A quel tempo, la piccola Cora May aveva soltanto quattro anni di età. Non possedeva ancora le parole necessarie nel suo vocabolario di bambina per poter esprimere e dare una forma compiuta a ciò che i suoi occhi videro nel corso di quella terribile mattina di novembre, ma le immagini crude di quegli istanti rimasero impresse a fuoco nella sua memoria per il resto della vita. I bambini vennero strappati alle loro madri e portati via per essere caricati sul carro di Crawford. Louisa Chapman rimase immobile a osservare l’intera scena. Fu in quel preciso momento di dolore assoluto che qualcosa si spezzò e si trasformò profondamente nel profondo della sua anima. Le quarantatré bambole di pezza che lei si dedicò a fabbricare con pazienza certosina nel corso dei due anni successivi a quell’evento non erano affatto dei semplici giocattoli destinati al divertimento dei fanciulli.
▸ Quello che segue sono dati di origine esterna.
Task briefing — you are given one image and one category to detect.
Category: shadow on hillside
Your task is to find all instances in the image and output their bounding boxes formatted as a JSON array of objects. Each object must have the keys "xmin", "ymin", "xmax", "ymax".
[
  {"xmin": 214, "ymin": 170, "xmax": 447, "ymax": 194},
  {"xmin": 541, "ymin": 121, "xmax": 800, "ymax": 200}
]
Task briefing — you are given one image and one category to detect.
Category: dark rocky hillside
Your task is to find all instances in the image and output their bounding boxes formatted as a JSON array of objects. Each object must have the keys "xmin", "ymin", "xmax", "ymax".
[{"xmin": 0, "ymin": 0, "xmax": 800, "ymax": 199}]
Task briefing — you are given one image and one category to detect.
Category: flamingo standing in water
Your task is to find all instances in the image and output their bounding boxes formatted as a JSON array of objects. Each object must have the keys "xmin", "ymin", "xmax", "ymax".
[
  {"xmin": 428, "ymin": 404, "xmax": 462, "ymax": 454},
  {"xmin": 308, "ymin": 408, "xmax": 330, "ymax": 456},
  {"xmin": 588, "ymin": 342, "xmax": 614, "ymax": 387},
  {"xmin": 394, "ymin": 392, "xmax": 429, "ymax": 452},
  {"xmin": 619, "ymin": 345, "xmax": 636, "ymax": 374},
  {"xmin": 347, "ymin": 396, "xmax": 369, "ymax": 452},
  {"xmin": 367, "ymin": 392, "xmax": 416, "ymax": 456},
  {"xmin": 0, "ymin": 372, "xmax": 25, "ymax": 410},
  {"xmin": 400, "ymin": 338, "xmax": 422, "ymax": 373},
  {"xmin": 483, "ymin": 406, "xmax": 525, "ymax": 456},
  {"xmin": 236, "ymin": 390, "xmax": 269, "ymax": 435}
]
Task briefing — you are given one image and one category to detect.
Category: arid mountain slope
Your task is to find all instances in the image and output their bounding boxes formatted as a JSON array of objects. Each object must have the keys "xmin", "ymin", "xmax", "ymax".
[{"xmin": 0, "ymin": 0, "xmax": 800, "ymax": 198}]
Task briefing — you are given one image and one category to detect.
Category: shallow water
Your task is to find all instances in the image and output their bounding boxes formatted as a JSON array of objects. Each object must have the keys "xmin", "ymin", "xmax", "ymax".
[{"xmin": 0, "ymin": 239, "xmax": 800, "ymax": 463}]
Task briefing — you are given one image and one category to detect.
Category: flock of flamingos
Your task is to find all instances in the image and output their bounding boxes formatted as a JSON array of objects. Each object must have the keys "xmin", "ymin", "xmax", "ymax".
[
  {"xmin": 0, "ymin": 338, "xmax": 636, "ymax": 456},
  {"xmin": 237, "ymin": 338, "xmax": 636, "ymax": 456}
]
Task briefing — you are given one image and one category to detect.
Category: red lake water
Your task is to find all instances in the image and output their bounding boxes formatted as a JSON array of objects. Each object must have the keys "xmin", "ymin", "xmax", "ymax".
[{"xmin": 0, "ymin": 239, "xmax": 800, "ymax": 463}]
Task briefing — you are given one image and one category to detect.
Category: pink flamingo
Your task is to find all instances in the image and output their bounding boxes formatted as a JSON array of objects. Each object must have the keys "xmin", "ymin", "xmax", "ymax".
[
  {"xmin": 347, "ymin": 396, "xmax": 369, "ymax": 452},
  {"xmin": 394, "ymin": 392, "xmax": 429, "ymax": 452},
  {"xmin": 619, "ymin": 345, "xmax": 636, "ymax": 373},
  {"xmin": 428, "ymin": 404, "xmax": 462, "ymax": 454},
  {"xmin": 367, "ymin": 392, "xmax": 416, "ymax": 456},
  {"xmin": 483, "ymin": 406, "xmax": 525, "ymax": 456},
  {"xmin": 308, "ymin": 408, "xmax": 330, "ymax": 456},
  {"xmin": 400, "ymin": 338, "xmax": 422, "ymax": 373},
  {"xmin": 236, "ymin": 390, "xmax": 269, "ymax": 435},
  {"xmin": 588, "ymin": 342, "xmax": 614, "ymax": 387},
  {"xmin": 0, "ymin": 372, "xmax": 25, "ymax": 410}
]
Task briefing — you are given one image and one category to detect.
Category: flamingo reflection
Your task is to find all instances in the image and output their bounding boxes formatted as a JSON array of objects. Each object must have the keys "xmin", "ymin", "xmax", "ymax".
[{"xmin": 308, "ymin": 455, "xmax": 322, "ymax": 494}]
All’interno dell’imbottitura e lungo le cuciture nascoste di ciascuna di quelle quarantatré bambole, Louisa Chapman tesse un segreto inimmaginabile. Nascose percorsi dettagliati verso la libertà, rotte di fuga geografiche cucite con un filo di cotone talmente fine e impercettibile che nessun occhio umano avrebbe mai potuto scorgerle a meno di non conoscere il codice segreto. Erano vere e proprie mappe geografiche destinate a guidare i fuggitivi verso gli Stati del Nord, dove la schiavitù era stata abolita.
La notte della vigilia di Natale dell’anno 1849, quarantatré bambole di pezza vennero date alle fiamme contemporaneamente all’interno di cinque piantagioni diverse della contea. Quell’incendio simultaneo rappresentava il segnale visivo concordato da tempo tra i cospiratori. Nel corso di quella stessa notte di Natale, approfittando della distrazione dei padroni, sessantatré persone schiavizzate abbandonarono per sempre le catene delle piantagioni e iniziarono a camminare decise verso il Nord, seguendo le indicazioni geografiche che Louisa aveva impresso nella stoffa, conquistando la propria libertà.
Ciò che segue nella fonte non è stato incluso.